Com a absolvição dos denunciados, Divino relata que algumas pessoas passaram a duvidar dele, mas a maioria prestou apoio. “Hoje recebi 130 ligações. Eles dizem que sabem da minha história, mas que a Justiça é assim e tem que entregar na mão de Deus. É o que eu fiz”.
Inocentes
No dia 21 de abril deste ano, o juiz Márcio Alexandre Wust, da 6ª Vara Criminal de Campo Grande, prolatou a sentença e absolveu Olarte, Alessandra e Diego dos crimes de estelionato e associação criminosa. Ele pontou que não houve prova de que os três aplicaram golpe no casal, porque o negócio estava em nome da filha e não teriam provado as acusações.
“As declarações da vítima para que produzam efeitos jurídicos probantes devem ser corroboradas por outras provas produzidas (CPP, art. 201 – é o que o Código chama de ‘… as provas que possa indicar…’)”, ponderou o magistrado.
“O princípio probante é que as declarações de toda pessoa que possui interesse no processo (acusado, vítima e informantes) é suspeita de parcialidade e não-credibilidade, e, para que produzam efeitos jurídicos probantes deve ser corroborada por prova que a lei não-presuma suspeita de parcialidade e não-credibilidade (perícia, documentos e testemunhas)”, explicou-se Wust.
“Em suma, a lei não-presume a veracidade das declarações das vítimas (ao contrário das testemunhas). Outra interpretação não é possível. O ordenamento jurídico presume que o acusado não-praticou a conduta delitiva que lhe é imputada”, destacou.
“De outro lado, a prova documental (instrumentos de contrato – mandato, conta corrente e empréstimo; registros bancários; recibos de pagamento) não foi produzida (CPP, art. 6º, I, II, III c/c art. 158, 167). Logo, o acusado não-pode ser condenado com fundamento nas declarações acima referidas, posto que viola as normas de direito probante (CPP, art. 157, in fine, e §1º)”, concluiu o juiz.
Sem julgamento
O promotor Élcio D’Angelo ingressou com embargos de declaração contra a absolvição dos três réus. Ele apontou que o juiz não realizou audiência de instrução e julgamento, apesar de ter informado na sentença ter feito o procedimento.
“Sabe-se que os fatos existem, sendo que, somente uma sentença de mérito exauriente, com análise aprofundada das provas e realização de audiência de instrução e julgamento será capaz de chegar a tal conclusão. À fl. 472, a r.
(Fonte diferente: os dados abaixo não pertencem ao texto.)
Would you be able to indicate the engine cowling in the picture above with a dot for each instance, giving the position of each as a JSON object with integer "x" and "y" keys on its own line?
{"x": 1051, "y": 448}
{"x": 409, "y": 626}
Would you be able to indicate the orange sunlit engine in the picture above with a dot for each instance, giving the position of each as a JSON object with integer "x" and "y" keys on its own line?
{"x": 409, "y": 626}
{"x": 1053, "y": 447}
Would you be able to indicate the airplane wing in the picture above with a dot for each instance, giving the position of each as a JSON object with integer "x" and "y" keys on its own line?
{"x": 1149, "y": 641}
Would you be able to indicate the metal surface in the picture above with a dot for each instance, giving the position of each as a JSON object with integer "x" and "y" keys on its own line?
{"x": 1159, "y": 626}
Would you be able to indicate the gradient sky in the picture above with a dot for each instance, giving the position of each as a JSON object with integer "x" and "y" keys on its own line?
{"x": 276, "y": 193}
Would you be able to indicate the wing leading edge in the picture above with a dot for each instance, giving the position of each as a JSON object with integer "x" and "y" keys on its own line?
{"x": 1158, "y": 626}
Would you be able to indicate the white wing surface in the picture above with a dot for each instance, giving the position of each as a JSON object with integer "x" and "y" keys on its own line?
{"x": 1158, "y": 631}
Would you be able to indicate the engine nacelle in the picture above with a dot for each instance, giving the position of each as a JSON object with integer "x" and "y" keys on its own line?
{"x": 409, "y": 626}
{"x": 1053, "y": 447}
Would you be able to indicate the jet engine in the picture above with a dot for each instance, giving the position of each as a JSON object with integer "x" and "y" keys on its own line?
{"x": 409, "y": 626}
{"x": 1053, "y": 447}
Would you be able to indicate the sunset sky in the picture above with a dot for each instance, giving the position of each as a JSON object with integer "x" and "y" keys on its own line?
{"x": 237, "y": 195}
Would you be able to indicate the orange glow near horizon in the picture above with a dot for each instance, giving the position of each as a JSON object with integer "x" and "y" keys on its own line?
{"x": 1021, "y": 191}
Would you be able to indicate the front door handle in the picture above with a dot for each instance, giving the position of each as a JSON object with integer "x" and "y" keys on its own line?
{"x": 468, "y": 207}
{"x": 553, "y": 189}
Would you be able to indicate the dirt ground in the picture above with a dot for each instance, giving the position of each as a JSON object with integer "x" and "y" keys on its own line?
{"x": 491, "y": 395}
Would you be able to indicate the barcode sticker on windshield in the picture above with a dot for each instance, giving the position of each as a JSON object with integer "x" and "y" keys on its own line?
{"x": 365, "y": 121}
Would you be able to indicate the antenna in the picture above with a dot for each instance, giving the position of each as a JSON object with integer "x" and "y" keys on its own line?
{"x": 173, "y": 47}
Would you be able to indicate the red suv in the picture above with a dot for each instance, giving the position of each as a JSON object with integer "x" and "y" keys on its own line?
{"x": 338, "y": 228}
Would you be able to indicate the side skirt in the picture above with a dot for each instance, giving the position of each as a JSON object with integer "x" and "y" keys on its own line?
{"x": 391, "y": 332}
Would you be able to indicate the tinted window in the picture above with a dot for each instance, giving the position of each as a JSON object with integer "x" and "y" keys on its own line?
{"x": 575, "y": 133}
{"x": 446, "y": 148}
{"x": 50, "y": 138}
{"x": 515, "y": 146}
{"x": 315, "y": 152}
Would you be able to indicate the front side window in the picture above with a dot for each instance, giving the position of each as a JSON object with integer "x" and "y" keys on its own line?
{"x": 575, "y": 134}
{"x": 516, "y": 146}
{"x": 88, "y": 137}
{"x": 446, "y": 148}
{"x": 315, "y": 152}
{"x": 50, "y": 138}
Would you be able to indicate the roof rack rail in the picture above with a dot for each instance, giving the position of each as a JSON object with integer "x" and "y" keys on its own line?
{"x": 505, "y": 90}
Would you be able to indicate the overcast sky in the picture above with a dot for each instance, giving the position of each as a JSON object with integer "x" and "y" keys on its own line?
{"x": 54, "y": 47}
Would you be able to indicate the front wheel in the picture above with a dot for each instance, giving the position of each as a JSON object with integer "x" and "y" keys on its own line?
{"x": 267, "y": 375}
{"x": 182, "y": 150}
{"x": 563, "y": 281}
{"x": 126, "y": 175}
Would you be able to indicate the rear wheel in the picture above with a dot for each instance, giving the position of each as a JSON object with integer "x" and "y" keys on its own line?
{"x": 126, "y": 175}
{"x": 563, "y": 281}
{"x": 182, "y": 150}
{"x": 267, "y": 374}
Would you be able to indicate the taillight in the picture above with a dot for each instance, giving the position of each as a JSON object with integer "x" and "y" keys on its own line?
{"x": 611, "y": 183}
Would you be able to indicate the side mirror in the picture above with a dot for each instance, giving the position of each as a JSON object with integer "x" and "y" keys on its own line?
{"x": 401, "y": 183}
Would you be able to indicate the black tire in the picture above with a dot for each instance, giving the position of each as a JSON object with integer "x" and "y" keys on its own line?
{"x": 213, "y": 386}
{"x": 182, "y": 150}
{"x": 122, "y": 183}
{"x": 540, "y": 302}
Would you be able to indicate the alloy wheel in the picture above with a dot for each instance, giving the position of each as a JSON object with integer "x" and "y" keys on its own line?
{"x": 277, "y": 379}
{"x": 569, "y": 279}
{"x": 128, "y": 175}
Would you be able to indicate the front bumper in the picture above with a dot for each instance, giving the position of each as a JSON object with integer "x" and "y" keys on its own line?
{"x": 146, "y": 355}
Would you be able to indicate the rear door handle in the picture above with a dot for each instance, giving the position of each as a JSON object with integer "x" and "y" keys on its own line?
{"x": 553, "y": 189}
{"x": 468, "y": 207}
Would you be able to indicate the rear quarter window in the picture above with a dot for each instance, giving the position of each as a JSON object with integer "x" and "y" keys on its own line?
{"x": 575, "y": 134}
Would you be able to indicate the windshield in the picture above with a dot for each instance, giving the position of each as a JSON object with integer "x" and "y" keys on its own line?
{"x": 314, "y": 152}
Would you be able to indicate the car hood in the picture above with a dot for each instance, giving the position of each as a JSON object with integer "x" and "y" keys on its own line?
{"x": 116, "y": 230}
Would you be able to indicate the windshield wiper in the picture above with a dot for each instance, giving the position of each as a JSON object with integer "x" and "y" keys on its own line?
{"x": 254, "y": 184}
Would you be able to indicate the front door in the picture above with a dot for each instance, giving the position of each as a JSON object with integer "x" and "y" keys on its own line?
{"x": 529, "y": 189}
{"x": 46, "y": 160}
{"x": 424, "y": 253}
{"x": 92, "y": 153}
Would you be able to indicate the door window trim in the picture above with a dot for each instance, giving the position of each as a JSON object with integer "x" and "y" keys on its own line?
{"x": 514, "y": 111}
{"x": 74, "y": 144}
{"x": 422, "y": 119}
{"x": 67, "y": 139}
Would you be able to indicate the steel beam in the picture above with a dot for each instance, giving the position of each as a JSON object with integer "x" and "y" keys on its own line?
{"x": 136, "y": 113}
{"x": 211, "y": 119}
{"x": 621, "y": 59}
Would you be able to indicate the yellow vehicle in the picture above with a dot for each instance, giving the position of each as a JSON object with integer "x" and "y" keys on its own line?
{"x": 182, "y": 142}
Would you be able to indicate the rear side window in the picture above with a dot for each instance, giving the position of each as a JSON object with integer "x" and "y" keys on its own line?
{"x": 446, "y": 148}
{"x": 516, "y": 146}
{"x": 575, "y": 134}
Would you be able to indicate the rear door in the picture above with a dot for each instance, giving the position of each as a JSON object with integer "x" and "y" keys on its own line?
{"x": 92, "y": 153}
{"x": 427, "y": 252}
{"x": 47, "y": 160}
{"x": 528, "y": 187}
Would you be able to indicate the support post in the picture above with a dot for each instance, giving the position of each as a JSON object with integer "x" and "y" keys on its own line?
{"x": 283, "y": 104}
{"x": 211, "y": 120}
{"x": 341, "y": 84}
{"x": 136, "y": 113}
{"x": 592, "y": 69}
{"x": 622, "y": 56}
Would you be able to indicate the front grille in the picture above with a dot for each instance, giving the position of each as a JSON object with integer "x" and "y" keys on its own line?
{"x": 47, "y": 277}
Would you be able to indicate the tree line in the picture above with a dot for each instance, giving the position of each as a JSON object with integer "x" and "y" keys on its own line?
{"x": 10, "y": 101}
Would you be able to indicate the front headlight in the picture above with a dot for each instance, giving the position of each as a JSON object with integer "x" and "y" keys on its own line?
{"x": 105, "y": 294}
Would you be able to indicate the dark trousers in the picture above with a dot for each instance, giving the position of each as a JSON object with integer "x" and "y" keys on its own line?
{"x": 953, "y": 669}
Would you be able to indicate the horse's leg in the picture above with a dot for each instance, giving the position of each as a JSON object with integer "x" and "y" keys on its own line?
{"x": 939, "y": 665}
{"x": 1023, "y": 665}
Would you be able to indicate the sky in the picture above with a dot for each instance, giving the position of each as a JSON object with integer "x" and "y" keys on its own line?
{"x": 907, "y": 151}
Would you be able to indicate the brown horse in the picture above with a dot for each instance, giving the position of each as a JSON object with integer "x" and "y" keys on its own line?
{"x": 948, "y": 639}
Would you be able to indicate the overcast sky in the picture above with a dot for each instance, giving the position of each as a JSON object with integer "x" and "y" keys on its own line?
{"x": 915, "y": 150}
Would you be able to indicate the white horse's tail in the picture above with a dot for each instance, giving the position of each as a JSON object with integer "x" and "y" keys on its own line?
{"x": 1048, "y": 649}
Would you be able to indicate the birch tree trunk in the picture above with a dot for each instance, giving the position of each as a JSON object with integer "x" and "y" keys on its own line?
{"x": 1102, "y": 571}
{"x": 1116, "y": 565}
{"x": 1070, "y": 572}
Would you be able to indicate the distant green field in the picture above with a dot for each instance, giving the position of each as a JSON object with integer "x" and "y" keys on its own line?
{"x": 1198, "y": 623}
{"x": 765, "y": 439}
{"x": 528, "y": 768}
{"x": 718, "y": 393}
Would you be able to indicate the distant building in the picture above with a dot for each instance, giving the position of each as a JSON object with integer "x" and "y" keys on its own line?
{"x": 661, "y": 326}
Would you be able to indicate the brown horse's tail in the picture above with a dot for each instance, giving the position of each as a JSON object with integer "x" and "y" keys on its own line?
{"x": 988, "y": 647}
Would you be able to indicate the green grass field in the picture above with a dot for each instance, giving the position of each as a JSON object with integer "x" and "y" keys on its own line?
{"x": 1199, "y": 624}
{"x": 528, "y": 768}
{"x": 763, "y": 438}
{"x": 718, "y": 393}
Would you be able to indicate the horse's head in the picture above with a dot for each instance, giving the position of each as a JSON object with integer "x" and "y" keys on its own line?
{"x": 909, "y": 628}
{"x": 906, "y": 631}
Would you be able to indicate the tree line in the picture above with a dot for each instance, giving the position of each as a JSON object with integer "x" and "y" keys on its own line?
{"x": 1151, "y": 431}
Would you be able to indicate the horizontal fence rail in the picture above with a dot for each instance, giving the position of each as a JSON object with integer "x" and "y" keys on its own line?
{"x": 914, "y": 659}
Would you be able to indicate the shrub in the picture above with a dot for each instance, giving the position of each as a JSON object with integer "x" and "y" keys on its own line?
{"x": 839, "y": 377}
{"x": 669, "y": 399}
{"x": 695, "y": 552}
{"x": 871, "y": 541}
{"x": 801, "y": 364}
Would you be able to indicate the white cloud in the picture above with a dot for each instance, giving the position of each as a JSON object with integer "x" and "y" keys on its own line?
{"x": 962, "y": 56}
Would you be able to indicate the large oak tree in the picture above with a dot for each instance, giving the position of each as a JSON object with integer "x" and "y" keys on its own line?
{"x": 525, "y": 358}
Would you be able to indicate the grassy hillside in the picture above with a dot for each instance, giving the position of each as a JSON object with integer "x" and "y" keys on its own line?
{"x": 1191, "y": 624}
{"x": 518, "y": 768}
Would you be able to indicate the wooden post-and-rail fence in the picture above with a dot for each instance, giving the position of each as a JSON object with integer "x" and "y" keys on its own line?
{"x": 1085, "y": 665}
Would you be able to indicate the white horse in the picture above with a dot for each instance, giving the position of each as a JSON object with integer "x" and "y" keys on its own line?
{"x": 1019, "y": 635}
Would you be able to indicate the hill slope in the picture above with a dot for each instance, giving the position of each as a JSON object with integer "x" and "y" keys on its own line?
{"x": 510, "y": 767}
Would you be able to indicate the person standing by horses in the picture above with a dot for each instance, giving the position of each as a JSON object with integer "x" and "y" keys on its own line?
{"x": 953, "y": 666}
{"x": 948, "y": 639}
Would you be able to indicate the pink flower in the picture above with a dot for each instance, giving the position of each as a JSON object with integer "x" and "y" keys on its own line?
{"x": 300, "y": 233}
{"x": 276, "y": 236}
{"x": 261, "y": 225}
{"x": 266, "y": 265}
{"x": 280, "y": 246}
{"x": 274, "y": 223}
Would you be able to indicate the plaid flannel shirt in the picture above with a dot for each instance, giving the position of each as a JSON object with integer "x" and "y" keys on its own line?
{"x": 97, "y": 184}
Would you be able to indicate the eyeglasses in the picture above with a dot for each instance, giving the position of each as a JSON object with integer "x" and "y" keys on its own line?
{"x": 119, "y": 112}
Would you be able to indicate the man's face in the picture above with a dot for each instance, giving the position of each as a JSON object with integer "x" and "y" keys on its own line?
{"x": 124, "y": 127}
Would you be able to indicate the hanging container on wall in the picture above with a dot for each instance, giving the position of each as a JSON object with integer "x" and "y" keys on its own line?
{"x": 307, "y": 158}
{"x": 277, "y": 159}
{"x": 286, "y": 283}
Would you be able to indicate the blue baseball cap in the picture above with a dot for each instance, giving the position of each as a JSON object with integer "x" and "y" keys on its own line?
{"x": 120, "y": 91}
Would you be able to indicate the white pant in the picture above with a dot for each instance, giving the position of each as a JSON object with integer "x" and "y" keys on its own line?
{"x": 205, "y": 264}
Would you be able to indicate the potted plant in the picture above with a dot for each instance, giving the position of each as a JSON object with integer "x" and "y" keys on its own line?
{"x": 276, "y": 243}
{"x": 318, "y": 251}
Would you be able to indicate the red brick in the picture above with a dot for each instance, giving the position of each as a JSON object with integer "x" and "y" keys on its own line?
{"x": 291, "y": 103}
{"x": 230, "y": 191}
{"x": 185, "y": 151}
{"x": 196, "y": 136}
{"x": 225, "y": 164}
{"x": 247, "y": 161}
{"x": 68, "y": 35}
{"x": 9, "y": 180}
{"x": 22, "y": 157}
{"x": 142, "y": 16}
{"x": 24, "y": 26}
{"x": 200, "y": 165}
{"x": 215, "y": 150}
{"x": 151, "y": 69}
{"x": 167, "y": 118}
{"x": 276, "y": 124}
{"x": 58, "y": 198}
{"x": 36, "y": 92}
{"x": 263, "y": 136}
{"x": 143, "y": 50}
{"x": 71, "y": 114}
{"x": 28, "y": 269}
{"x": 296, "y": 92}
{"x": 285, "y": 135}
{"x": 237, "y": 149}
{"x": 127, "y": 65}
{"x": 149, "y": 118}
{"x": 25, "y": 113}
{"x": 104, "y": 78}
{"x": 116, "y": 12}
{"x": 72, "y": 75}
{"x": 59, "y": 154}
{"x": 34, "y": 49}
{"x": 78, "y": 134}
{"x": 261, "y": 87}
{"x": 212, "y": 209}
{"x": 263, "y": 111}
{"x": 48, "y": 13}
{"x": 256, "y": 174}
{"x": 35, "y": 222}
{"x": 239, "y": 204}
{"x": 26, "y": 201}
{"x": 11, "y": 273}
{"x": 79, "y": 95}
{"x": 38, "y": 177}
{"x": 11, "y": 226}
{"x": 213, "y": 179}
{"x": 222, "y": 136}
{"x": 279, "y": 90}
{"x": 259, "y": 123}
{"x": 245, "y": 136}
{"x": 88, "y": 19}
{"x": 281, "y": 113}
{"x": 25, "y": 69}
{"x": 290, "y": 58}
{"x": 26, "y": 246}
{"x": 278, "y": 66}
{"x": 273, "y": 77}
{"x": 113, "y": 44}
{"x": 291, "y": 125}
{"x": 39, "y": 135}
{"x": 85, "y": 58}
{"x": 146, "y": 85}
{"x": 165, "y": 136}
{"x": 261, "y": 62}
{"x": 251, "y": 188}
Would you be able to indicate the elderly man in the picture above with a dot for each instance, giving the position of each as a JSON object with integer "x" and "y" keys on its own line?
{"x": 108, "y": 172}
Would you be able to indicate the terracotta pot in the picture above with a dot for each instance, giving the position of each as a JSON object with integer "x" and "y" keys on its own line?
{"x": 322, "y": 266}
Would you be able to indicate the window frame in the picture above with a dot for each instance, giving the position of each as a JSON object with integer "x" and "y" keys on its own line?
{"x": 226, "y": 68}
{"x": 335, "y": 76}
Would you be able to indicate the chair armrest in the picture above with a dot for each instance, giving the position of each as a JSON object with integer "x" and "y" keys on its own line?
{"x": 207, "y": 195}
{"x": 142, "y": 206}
Sentença pontuou que houve audiência de instrução e julgamento e que as partes ofereceram alegações finais, entretanto, conforme se observa nos autos, tais atos não foram realizados no presente processo judicial”, alertou o promotor.
“Por outro, não foi esgotada a produção de provas nos autos, por exemplo, porque não houve a realização de audiência de instrução no processo. Os fundamentos do ‘julgamento antecipado’ do processo acarretaram evidente prejuízo à persecução penal, sendo necessário sanar a obscuridade e contradição que permeia a r. Sentença para tornar clara a decisão do Estado Juiz”, apelou D’Angelo.
“Portanto, considerando que a decisão proferida no limiar do processo demonstra-se incompatível com a sumariedade prevista no artigo 397, do CPP, e que há erros materiais causados pela obscuridade e contradições existentes no r. Sentença, é necessário que sejam sanados tais vícios, viabilizando eventual análise sobre o interesse recursal por parte do Ministério Público”, pontou.
O magistrado negou os pedidos e manteve a absolvição dos acusados. Ele frisou que Olarte, Alessandra e Diego Francisco negaram os fatos. O MPE pode apelar da sentença ao Tribunal de Justiça de Mato Grosso do Sul.